A Little History of Portugal and Macau
Macau, little more than a tiny peninsula and two tinier islands joined by an artificial land-bridge, was once the headquarters of the Catholic Church in Asia, and one of the most important religious and political sites in the world.
In the early 15th century, the small peninsula of Macau was granted to the Portuguese Empire by the Ming Dynasty of China after Portugal's famed armada helped fight pirates off the Chinese coast. It remained a colony of Portugal until its return to China in 1999.
The Ruins of St. Paul’s Church, Macau
Today, a plethora of Portuguese vestiges still mark the face of Macau. The most prominent of these is the iconic facade of the Ruins of St. Paul's Church. Constructed in the 16th century by Portuguese Jesuits, the church was designed by an Italian architect and constructed by exiled Japanese Christians who had fled persecution in their homeland to the Catholic stronghold of Macau. It was, at its time, the largest Christian church in Asia.
The church was destroyed in a typhoon in 1835, leaving only the facade, which has become Macau's symbol and most famous landmark, standing. Today, the facade of St. Paul's appears on both Macau's 5 pataca coin and 20 pataca note.
Visiting the Ruins of St. Paul’s Church in Macau
It’s free to visit the ruins, which are closed only on Tuesdays. Walk up the crowded steps towards what was once the interior of the church, and it’s much quieter and less crowded - most everyone want photos of the facade.
Beneath the ruins of the church lies a crypt. This crypt was re-discovered during preservation efforts in the 1990s. Since renovated, the crypt today holds the relics of numerous 16th century Japanese Catholic martyrs and important Jesuit missionaries who were based out of Macau. As you climb down the steps into the cool dark crypt, the complete silence isbroken only by the soft sounds of recorded Gregorian chant.

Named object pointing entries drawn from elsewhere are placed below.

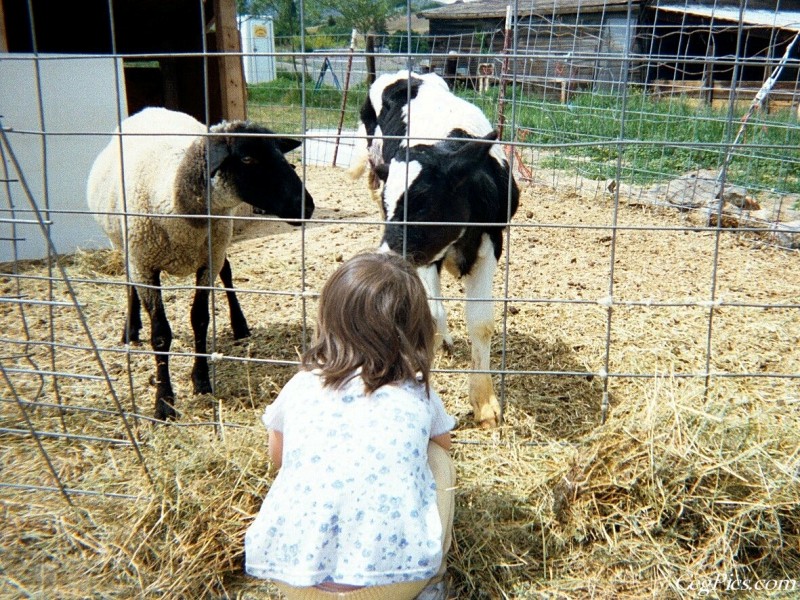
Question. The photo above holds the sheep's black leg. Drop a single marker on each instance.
(238, 322)
(160, 340)
(200, 318)
(133, 322)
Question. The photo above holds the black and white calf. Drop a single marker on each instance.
(448, 194)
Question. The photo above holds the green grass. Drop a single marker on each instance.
(657, 140)
(278, 104)
(652, 140)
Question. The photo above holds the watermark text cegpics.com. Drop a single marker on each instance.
(726, 583)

In Japan, Christianity was outlawed and persecuted by the Shogunate in the late 14th century. The religion had arrived in Japan with Portuguese traders, and was seen as a threat to the Shogun and the Emperor. Shinto, the state religion of Japan, emphasized the Emperor as the "Son of Heaven", and a religion that threaten that status quo was seen as dangerous. The Kakure Kirishitan, or "Secret Christians", had to go underground, hiding their beliefs.

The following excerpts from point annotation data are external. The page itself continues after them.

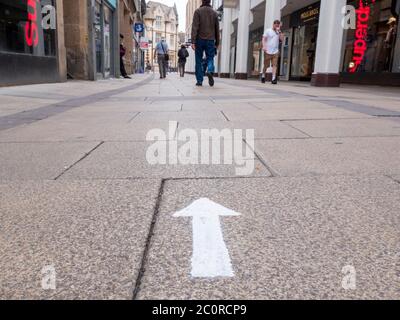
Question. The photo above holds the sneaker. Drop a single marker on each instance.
(210, 79)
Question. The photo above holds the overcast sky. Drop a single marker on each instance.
(181, 5)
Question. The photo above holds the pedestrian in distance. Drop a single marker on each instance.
(122, 53)
(161, 51)
(183, 54)
(271, 42)
(148, 67)
(205, 38)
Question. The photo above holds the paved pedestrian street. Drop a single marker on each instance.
(86, 212)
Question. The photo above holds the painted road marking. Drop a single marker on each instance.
(210, 255)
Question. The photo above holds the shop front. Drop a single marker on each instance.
(29, 42)
(372, 49)
(105, 38)
(256, 54)
(299, 48)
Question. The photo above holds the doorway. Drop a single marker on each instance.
(303, 52)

Most famous of these were the "26 Martyrs of Japan", twenty-six foreign and Japanese Jesuits and Franciscans who were executed by crucifixion in Nagasaki in 1597. All have been canonized by the Catholic Church. Their remains were interred in a place of honor beneath St. Paul's in Macau.
Visit the Ruins of St. Paul’s every day (except Tuesday) between 9:00am and 6:00pm.